Something’s up with my stomach. It’s bloated. Not just post-Thanksgiving dinner bloated; this is more serious. I have to tuck my stomach into my jeans, and when I went swimming with my daughter, I couldn’t even go underwater. Instead, I bobbed on the surface like a beach ball with legs.
I’ve been especially sensitive about my bloat since visiting my family. When you’re of childbearing age and haven’t seen your family in six months, the first thing they do is swiftly graze their eyes over your abdomen, just to see if you’re hiding any secrets. Usually one glance is enough. But this year, I feel the eyes linger. There are checks and double checks. Every time I begin a sentence with “Guess what?” my parents lean in with genuine interest.
I figured that my mother-in-law’s Midwestern cooking—where butter doubles as a dipping sauce—was to blame. But I wasn’t really gaining that much weight.
I eventually confided in my best friend because I knew she’d be honest without being hurtful. She’s the kind of friend who tells you a shirt doesn’t fit by insisting it wasn’t made right in the first place.
I lifted up my shirt, revealing my third-trimester bloat.
“Oh, that’s not right, honey.”
Unless you’ve experienced being as bloated as raccoon road kill on a hot day, you may not think it’s really that big of a deal. Let me assure you it is. First, you trade your skinny jeans for what my husband refers to as “giving up pants”: anything with a drawstring waist. Then you eventually birth your gas baby, which I believe in some states is grounds for divorce.
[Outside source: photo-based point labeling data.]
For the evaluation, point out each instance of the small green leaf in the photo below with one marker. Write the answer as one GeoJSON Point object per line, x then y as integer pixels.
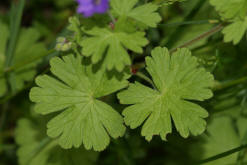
{"type": "Point", "coordinates": [114, 44]}
{"type": "Point", "coordinates": [145, 14]}
{"type": "Point", "coordinates": [35, 148]}
{"type": "Point", "coordinates": [83, 117]}
{"type": "Point", "coordinates": [178, 80]}
{"type": "Point", "coordinates": [233, 11]}
{"type": "Point", "coordinates": [230, 9]}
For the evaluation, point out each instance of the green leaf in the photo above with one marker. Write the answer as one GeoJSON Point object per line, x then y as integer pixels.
{"type": "Point", "coordinates": [114, 45]}
{"type": "Point", "coordinates": [83, 117]}
{"type": "Point", "coordinates": [231, 34]}
{"type": "Point", "coordinates": [178, 79]}
{"type": "Point", "coordinates": [35, 148]}
{"type": "Point", "coordinates": [145, 14]}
“Maybe you have a gluten allergy?” she offered. (My best friend lives in Portland, Oregon, where people subsist solely on grass-fed nuts and berries.)
I consulted the online experts—“iDoctors” as I like to call them—and narrowed the cause down to gluten, lactose intolerance, gassy foods (duh) or swallowing air (double-duh). The gluten allergy appealed to me. It’s like a permission slip for an eating disorder. And it seemed pretty easy to regulate: avoid all foods known to humankind, which conveniently includes all gassy foods.
I also carefully considered the possibility that I was swallowing air by gulping down my food. I have noticed that ever since my daughter was born, I eat like it’s a contest. I even “beat” my father-in-law who, as the youngest of three boys, understands Darwinism as survival of the fastest. I’m told I should aim for 20 chews per bite. I was averaging three. So I try this out and discover that after 20 bites, I’ve broken my food into the equivalent of plankton. I don’t even swallow; the food seems to dissipate. No wonder my stomach doesn’t swell. I also discover that it’s a little unappetizing to keep food in your mouth long enough to really consider what you’re eating.
I deflated my belly by slowing down and avoiding all potential offenders for two days. And what do you know? It worked. Eating slower makes me feel fuller faster and even a little bored with eating, which is a first. Another first? Yesterday, my daughter accused me of being a “slowpoke” eater. My stomach returned to it’s Bud-Light belly status—not perfect, but not entirely unlovable either. Then I slowly reintroduced certain foods. Gluten? No problem (and damn). But lactose? Write Goodyear on my belly and fly me over a stadium. Even if I grind my cheddar into tiny curds, it re-inflates internally.
I was lying in bed on my back, suffering from full-fledged contractions when my husband came in.
“What the—?!” he put the back of his hand to his nose and winced.
“I think I’m . . . lactose intolerant,” I said in-between breaths.
How quickly I forget. The next day, I lifted a Mini Babybel cheese to my lips only to have it violently volleyed away by my husband. He’s surprisingly quick.
“You can sleep on the patio,” he threatened.
With this kind of continued spousal support, I guess I can enjoy a bloat-free future.